Ravi Aggarwal Fri, 10 Jun 2016 00:02:02 -0700

Hi Ted,
Thanks for the reply.

Here is the code
Btw – df.count is running fine on dataframe generated from this default source. 
I think it is something in the combination of join and hbase data source that 
is creating issue. But not sure entirely.
I have also dumped the physical plans of both approaches s3a/s3a join and 
s3a/hbase join, In case you want that let me know.


import org.apache.hadoop.fs.FileStatus
import org.apache.hadoop.hbase.client._
import org.apache.hadoop.hbase.io.ImmutableBytesWritable
import org.apache.hadoop.hbase.mapreduce.{TableInputFormat}
import org.apache.hadoop.hbase._
import org.apache.hadoop.mapreduce.Job
import org.apache.spark.rdd.RDD
import org.apache.spark.sql.Row
import org.apache.spark.sql.catalyst.CatalystTypeConverters
import org.apache.spark.sql.catalyst.expressions.{Cast, Literal}
import org.apache.spark.sql.execution.datasources.{OutputWriterFactory, 
FileFormat}
import org.apache.spark.sql.sources._
import org.apache.spark.sql.types._
import org.apache.spark.sql._
import org.slf4j.LoggerFactory

class DefaultSource extends SchemaRelationProvider with FileFormat {

  override def createRelation(sqlContext: SQLContext, parameters: Map[String, 
String], schema: StructType) = {
    new HBaseRelation(schema, parameters)(sqlContext)
  }

  def inferSchema(sparkSession: SparkSession,
                  options: Map[String, String],
                  files: Seq[FileStatus]): Option[StructType] = ???

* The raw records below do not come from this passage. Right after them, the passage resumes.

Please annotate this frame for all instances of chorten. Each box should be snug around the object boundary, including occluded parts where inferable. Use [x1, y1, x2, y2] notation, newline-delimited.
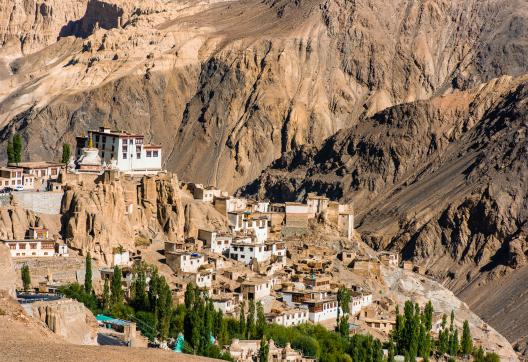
[77, 133, 103, 173]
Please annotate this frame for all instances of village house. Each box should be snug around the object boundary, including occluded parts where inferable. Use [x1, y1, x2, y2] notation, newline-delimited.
[214, 196, 248, 215]
[165, 251, 205, 273]
[285, 202, 310, 229]
[112, 247, 131, 267]
[306, 192, 330, 217]
[8, 161, 64, 180]
[266, 308, 309, 327]
[211, 294, 238, 314]
[337, 205, 354, 240]
[304, 274, 331, 290]
[240, 278, 273, 301]
[379, 251, 399, 267]
[350, 291, 372, 315]
[0, 167, 24, 190]
[251, 201, 270, 214]
[0, 227, 55, 258]
[198, 229, 233, 254]
[191, 184, 228, 204]
[229, 236, 270, 264]
[362, 318, 396, 334]
[76, 127, 162, 174]
[227, 212, 268, 242]
[304, 296, 342, 323]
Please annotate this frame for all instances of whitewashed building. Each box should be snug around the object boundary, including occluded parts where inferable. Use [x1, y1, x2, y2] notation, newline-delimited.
[305, 298, 340, 323]
[266, 308, 309, 327]
[229, 236, 270, 264]
[350, 293, 372, 315]
[227, 212, 268, 242]
[165, 251, 205, 273]
[198, 229, 233, 254]
[76, 127, 162, 174]
[240, 279, 273, 300]
[211, 294, 237, 314]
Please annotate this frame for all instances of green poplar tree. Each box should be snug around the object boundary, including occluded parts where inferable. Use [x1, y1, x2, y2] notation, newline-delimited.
[132, 264, 149, 311]
[84, 252, 92, 294]
[387, 341, 394, 362]
[256, 301, 266, 338]
[6, 137, 15, 163]
[20, 264, 31, 291]
[110, 265, 124, 308]
[61, 143, 71, 163]
[438, 314, 449, 354]
[103, 279, 111, 310]
[460, 320, 473, 355]
[246, 300, 257, 339]
[259, 338, 269, 362]
[449, 328, 459, 357]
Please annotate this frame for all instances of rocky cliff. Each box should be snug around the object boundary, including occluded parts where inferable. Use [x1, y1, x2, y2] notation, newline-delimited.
[31, 299, 98, 345]
[0, 0, 527, 190]
[243, 77, 528, 348]
[62, 174, 184, 263]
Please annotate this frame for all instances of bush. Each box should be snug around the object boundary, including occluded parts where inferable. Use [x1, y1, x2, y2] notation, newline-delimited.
[59, 283, 100, 314]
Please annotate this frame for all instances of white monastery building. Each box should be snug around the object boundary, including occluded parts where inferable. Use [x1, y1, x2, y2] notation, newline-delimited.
[77, 127, 162, 174]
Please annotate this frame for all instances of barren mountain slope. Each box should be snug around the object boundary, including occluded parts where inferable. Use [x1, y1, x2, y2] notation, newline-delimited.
[0, 0, 528, 190]
[243, 77, 528, 348]
[0, 290, 217, 362]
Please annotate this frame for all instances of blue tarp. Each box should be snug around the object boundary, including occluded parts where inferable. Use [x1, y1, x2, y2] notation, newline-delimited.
[95, 314, 130, 327]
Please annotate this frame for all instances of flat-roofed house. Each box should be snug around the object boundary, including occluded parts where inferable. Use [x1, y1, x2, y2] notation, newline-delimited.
[9, 161, 64, 180]
[165, 251, 205, 273]
[1, 227, 55, 258]
[198, 229, 233, 254]
[240, 278, 273, 300]
[227, 212, 268, 242]
[0, 167, 24, 189]
[266, 308, 309, 327]
[229, 236, 270, 264]
[76, 127, 162, 174]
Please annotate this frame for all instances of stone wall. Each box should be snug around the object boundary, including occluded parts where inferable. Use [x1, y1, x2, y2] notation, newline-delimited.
[31, 299, 97, 345]
[12, 192, 63, 215]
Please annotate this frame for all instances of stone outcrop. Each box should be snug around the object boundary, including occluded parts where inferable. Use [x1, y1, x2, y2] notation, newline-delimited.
[62, 174, 184, 262]
[31, 299, 98, 345]
[0, 245, 18, 298]
[242, 76, 528, 350]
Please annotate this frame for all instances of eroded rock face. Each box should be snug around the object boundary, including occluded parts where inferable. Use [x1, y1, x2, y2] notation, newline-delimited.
[0, 0, 528, 190]
[62, 174, 184, 262]
[31, 299, 98, 345]
[242, 76, 528, 341]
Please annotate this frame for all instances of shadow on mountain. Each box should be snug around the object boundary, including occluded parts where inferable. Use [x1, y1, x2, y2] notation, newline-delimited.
[59, 0, 123, 39]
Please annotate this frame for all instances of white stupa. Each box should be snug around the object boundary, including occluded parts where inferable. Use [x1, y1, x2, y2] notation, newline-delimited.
[77, 134, 103, 173]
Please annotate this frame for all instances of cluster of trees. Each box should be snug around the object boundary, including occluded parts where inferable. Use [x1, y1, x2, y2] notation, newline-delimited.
[7, 133, 24, 163]
[57, 254, 499, 362]
[6, 133, 71, 163]
[388, 301, 498, 362]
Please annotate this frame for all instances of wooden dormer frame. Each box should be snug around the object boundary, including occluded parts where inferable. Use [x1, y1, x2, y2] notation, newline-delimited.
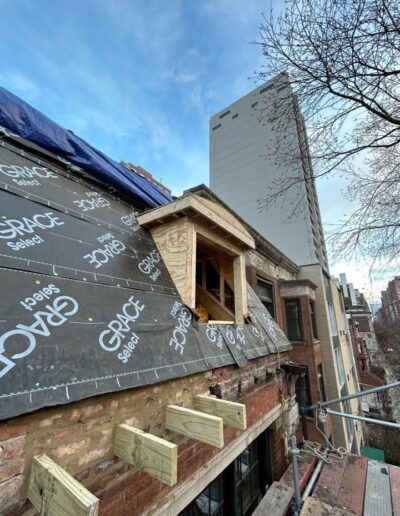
[138, 194, 255, 324]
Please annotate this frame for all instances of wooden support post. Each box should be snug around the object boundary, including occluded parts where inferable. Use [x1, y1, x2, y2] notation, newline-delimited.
[165, 405, 224, 448]
[28, 455, 99, 516]
[194, 395, 247, 430]
[114, 425, 178, 486]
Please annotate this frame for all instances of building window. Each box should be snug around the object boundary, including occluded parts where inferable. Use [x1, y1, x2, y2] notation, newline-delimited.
[235, 441, 262, 514]
[285, 299, 303, 341]
[180, 432, 272, 516]
[181, 475, 224, 516]
[257, 279, 275, 319]
[317, 364, 326, 401]
[335, 348, 346, 387]
[295, 364, 312, 407]
[310, 301, 318, 339]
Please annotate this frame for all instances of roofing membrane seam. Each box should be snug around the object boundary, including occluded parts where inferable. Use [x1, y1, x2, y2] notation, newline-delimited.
[0, 111, 290, 419]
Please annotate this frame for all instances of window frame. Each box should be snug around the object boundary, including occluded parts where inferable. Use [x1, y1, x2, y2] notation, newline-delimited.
[308, 299, 318, 340]
[285, 297, 304, 342]
[256, 276, 276, 320]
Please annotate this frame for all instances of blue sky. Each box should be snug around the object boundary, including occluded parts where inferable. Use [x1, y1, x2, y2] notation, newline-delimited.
[0, 0, 383, 295]
[0, 0, 272, 193]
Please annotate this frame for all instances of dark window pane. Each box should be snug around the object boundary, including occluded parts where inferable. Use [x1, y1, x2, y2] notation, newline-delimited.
[285, 299, 303, 341]
[257, 279, 275, 318]
[310, 301, 318, 339]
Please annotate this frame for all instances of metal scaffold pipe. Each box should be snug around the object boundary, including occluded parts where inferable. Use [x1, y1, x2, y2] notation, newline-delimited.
[323, 409, 400, 430]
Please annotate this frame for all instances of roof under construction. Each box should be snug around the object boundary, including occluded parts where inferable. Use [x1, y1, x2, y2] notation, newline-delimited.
[0, 112, 291, 419]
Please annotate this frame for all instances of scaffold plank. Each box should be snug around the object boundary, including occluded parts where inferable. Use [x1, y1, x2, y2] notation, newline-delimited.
[364, 459, 392, 516]
[338, 455, 368, 516]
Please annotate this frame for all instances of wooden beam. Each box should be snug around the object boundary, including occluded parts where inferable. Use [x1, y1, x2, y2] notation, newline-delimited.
[28, 455, 99, 516]
[196, 285, 235, 321]
[137, 194, 255, 249]
[233, 254, 247, 324]
[114, 425, 178, 486]
[165, 405, 224, 448]
[252, 482, 294, 516]
[194, 395, 247, 430]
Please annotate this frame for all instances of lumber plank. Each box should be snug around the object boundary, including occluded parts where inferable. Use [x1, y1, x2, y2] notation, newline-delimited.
[196, 285, 235, 321]
[114, 424, 178, 486]
[252, 482, 294, 516]
[233, 254, 247, 324]
[138, 194, 255, 249]
[27, 455, 99, 516]
[337, 455, 368, 516]
[194, 395, 247, 430]
[313, 455, 347, 506]
[165, 405, 224, 448]
[389, 465, 400, 516]
[363, 459, 393, 516]
[151, 217, 196, 308]
[194, 225, 243, 256]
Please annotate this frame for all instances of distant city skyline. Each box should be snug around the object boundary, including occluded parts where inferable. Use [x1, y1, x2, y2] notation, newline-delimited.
[0, 0, 392, 299]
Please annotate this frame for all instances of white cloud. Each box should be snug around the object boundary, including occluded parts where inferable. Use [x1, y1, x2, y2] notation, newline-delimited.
[1, 71, 40, 99]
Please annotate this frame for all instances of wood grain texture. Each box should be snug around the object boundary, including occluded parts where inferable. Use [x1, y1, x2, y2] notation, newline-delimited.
[252, 482, 294, 516]
[194, 395, 247, 430]
[151, 217, 196, 308]
[196, 286, 235, 321]
[28, 455, 99, 516]
[337, 455, 368, 516]
[233, 254, 248, 324]
[138, 194, 255, 249]
[165, 405, 224, 448]
[114, 424, 178, 486]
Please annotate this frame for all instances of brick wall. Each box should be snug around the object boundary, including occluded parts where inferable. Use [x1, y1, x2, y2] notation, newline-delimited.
[0, 354, 287, 516]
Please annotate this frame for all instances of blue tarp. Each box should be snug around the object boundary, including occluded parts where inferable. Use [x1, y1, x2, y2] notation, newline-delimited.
[0, 87, 172, 207]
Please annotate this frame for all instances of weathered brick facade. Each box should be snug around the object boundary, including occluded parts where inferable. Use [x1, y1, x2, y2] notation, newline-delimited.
[0, 354, 287, 515]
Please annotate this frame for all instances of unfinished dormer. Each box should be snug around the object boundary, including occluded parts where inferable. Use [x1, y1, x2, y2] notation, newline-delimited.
[138, 193, 255, 324]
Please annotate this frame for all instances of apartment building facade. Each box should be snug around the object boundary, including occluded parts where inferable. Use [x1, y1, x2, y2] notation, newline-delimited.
[381, 276, 400, 321]
[210, 74, 328, 270]
[0, 90, 303, 516]
[210, 75, 361, 450]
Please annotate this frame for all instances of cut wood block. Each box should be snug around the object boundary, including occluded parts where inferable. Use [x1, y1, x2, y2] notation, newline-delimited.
[165, 405, 224, 448]
[28, 455, 99, 516]
[337, 455, 368, 516]
[114, 425, 178, 486]
[194, 396, 247, 430]
[389, 465, 400, 516]
[252, 482, 294, 516]
[313, 455, 347, 505]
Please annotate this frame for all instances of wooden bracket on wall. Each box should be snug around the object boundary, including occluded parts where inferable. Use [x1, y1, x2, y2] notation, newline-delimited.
[165, 405, 224, 448]
[194, 395, 247, 430]
[114, 425, 178, 486]
[28, 455, 99, 516]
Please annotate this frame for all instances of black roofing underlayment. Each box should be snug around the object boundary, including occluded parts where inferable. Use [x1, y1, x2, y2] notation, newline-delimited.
[0, 129, 290, 419]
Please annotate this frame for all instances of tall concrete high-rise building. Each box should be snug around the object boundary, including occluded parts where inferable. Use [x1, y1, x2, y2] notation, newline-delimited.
[210, 74, 328, 271]
[210, 74, 362, 450]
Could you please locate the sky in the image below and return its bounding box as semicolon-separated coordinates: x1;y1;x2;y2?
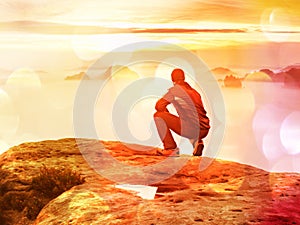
0;0;300;74
0;0;300;171
0;0;300;27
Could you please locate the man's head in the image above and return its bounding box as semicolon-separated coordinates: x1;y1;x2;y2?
171;69;185;83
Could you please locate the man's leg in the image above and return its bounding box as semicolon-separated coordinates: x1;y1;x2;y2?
154;112;181;149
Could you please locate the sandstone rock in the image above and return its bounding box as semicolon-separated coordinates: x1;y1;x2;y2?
0;139;300;225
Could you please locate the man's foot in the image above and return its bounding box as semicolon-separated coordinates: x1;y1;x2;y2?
157;148;179;157
193;141;204;156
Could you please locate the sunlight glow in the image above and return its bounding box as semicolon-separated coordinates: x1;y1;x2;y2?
6;68;42;88
261;8;293;42
0;89;19;137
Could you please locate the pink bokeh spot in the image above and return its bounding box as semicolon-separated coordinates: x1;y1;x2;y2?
280;111;300;155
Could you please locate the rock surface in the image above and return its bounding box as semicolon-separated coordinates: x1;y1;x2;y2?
0;139;300;225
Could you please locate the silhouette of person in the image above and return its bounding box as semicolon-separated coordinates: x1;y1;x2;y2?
154;69;210;156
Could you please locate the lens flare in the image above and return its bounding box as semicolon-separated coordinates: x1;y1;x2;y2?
262;130;284;161
280;111;300;155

  def prepareWrite(sparkSession: SparkSession,
                   job: Job,
                   options: Map[String, String],
                   dataSchema: StructType): OutputWriterFactory = ???
}

object HBaseConfigurationUtil {
  lazy val logger = LoggerFactory.getLogger("HBaseConfigurationUtil")
  val hbaseConfiguration = (tableName: String, hbaseQuorum: String) => {
    val conf = HBaseConfiguration.create()
    conf.set(TableInputFormat.INPUT_TABLE, tableName)
    conf.set("hbase.mapred.outputtable", tableName)
    conf.set("hbase.zookeeper.quorum", hbaseQuorum)
    conf
  }
}

class HBaseRelation(val schema: StructType, parameters: Map[String, String])
                   (@transient val sqlContext: SQLContext) extends BaseRelation 
with TableScan {

  import sqlContext.sparkContext

  override def buildScan(): RDD[Row] = {

    val bcDataSchema = sparkContext.broadcast(schema)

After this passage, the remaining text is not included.